Saturday 16 January 2016

Paintings

Caspar David Friedrich was a German Romantic landscape painter during the early 1800s, and it would seem, judging from his work, he thought about little else.

Friedrich was born in 1774, the son of a candle maker. Though born in Pomerania on the Baltic, he was raised in Dresden, Germany,  where he had a strict, Protestant upbringing, marred early in his life by an incident in which he fell through some ice. In rescuing him, his older brother drowned. His brother's death was to profoundly effect him for the rest of his life. He was a deeply sad and melancholy individual.

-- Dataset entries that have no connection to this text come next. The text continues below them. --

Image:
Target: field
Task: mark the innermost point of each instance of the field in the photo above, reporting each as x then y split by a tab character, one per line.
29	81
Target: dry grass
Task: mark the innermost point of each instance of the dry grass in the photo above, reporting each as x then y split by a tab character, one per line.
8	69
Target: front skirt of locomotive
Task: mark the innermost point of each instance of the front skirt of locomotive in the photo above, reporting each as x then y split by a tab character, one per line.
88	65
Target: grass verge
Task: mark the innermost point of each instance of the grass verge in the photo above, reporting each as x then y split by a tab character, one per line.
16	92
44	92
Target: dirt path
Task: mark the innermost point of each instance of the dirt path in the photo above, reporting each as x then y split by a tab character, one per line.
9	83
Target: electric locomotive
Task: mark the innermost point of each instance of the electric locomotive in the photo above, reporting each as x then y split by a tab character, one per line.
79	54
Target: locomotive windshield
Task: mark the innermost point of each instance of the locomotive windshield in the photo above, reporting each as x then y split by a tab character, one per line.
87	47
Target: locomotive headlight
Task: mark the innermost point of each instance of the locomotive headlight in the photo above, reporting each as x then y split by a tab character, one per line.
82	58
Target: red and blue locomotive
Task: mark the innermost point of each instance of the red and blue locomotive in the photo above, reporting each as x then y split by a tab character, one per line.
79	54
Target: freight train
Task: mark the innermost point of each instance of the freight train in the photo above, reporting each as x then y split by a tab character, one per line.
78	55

He was forty years old before he married, and then to a girl 22 years his junior. She bore him three children. A product of the illustrious Copenhagen Academy, Friedrich spent his entire life in Germany, where his exquisitely detailed, modest-sized landscapes each come loaded with solemn symbolism relating to his deep awareness of his own mortality. The Stages of Life, painted in 1835, just five years before his death, is one such work.
The Stages of Life, 1835,
Caspar David Friedrich

Though all of his work was done from his imagination, they were loosely based upon sketches of actual locations. This painting is set on a beach recognizable as the harbor of Greifswald where he was born. Five ships are depicted at various distances representing the passing of life. The mast of the central ship, painted head on, forms a crucifix symbolizing Friedrich's deep religious faith. On the shore is an old man in the foreground, his back to us, representing old age (Friedrich), while a young man in a top hat, (his nephew) represents maturity. Beyond them, playing on the beach are a young girl (his eldest daughter) representing youth, and two children playing with a Swedish flag, (his two younger children), representing childhood. The painting with its luminous, golden sky and lavender clouds is remarkably tranquil. Yet there is a feeling of sadness as one watches the ships, symbolizing life, sailing away into the sunset. How different we are today.  How likely we are to dismiss such musings as something we'd just as soon not think about.